Sabrina diam dapat pertanyaan itu dari sang mama. Ia tahu kalau mamanya sudah tidak sabar lagi untuk menghadapinya. Ia juga tahu kalau sang mama sedang marah saat ini. Bagi Sabrina, biar papa yang marah jangan mama yang marah.
Kalau mamanya yang marah, maka urusannya akan sangat ribet. Tapi, kalau papa yang marah, urusannya masih mendingan dibandingkan marahnya mama. Marahnya mama akan bikin semua urusan runyam dan sulit di tangani.
Tapi kalau bisa, jangan sampai kedua orang tuanya marah padanya. Kalau keduanya marah, maka dunia Sabrina akan sangat kacau.
Sabrina menundukkan kepalanya saat mama menatap tajam pada wajahnya. Ia tidak berani melihat sang mama saat ini. Tatapan mama seperti belati yang menusuk hati bagi Sabrina.
Walau ia keras kepala, tapi ia tidak akan pernah melawan mamanya. Mama yang telah melahirkan dan merawat Sabrina selama dua puluh tahun ini. Mama yang telah melewatkan pahit manis hidupnya dalam membesarkan Sabrina.
Sabrina tahu bagaimana perjuangan mama untuk melahirkannya. Papa selalu mengingatkan Sabrina bagaimana sulitnya mama dari mengandung hingga bertaruh nyawa hanya untuk melahirkan Sabrina. Papa juga selalu cerita bagaimana sulitnya hidup mama ketika itu. Apalagi mama punya penyakit yang semakin menyulitkan mama dalam berjuang melahirkan Sabrina ke dunia ini.
Mengingat hal itu, Sabrina tidak mungkin mengecewakan mamanya. Lebih baik hatinya yang kecewa dan terluka dari pada mama yang merasa kecewa.
Dengan berat hati, Sabrina terpaksa menerima perjodohan yang kedua orang tuanya buat. Demi mama yang ia sayangi, ia korbankan semua mimpi yang ia miliki. Demi kebahagiaan mama dan papanya, ia rela kecewa dengan mengambil keputusan yang sangat bertolak belakang dengan hati dan keinginannya.
Malam ini, kedua keluarga mengadakan pertemuan untuk membahas pernikahan kedua pewaris tunggal perusahaan. Sejujurnya, Sabrina tidak ingin ikut dalam pertemuan ini. Tapi mau bagaimana lagi, pertemuan ini mengharuskan dirinya hadir dan ikut serta.

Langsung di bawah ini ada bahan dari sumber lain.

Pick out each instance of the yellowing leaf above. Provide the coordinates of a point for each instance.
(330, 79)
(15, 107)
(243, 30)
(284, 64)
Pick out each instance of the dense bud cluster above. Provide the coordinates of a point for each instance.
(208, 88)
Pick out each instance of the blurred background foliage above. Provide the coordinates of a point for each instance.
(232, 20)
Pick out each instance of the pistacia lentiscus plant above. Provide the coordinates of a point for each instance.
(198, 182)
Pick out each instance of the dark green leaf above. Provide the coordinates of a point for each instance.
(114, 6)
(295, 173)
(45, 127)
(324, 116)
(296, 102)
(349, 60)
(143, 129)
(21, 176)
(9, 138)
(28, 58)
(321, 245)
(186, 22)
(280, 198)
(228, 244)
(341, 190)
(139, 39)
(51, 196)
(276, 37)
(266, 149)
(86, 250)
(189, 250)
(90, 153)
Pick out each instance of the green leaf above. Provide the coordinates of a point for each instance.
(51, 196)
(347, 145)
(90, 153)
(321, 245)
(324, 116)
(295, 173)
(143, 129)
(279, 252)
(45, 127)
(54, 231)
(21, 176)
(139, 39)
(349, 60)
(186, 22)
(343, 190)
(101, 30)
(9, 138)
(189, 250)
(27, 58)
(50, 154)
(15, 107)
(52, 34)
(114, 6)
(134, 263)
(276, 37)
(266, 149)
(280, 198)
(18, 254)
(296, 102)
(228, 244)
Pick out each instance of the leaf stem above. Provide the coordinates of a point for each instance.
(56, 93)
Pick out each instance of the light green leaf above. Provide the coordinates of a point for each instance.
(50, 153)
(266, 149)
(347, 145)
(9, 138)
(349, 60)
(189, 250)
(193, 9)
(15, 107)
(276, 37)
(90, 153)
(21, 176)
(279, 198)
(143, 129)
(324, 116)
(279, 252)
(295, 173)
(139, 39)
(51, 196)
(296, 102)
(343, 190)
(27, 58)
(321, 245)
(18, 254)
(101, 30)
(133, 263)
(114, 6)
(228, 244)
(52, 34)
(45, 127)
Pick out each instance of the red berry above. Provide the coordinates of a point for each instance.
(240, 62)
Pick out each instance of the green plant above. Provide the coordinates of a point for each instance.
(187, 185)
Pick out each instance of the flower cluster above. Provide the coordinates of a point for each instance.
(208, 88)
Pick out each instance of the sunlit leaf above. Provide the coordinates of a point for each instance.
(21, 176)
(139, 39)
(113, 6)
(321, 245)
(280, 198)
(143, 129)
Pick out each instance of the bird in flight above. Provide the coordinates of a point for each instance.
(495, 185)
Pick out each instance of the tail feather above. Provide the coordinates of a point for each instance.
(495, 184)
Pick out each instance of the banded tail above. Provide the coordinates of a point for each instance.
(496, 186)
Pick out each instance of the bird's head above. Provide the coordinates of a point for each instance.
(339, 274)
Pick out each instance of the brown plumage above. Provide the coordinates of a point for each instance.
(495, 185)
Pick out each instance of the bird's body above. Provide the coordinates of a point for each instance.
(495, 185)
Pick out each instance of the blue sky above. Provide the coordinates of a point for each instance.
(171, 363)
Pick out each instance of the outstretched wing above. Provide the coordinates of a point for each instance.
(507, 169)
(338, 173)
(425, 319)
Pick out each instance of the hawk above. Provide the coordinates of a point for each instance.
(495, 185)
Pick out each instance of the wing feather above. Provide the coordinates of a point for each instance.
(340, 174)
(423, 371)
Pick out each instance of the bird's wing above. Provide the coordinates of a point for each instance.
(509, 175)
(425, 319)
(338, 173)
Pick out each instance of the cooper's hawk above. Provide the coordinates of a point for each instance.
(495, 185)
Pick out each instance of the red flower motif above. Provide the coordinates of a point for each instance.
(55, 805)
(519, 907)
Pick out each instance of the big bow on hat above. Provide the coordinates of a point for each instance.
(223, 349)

Pertemuan ini diadakan di sebuah restoran berkelas. Restoran besar yang dibooking oleh kedua keluarga hanya untuk pertemuan ini. Jadinya, suasana restoran megah mendadak sunyi. Hanya ada kedua keluarga saja yang berkunjung.
Sabrina dan Satya mereka sediakan meja yang terpisah. Meja yang bernuansa romantis dengan lampu remang-remang. Dan letaknya agak dipojokan. Sedangkan kedua orang tua, memilih meja yang lebih terang dan berada tak jauh dari ruang utama restoran.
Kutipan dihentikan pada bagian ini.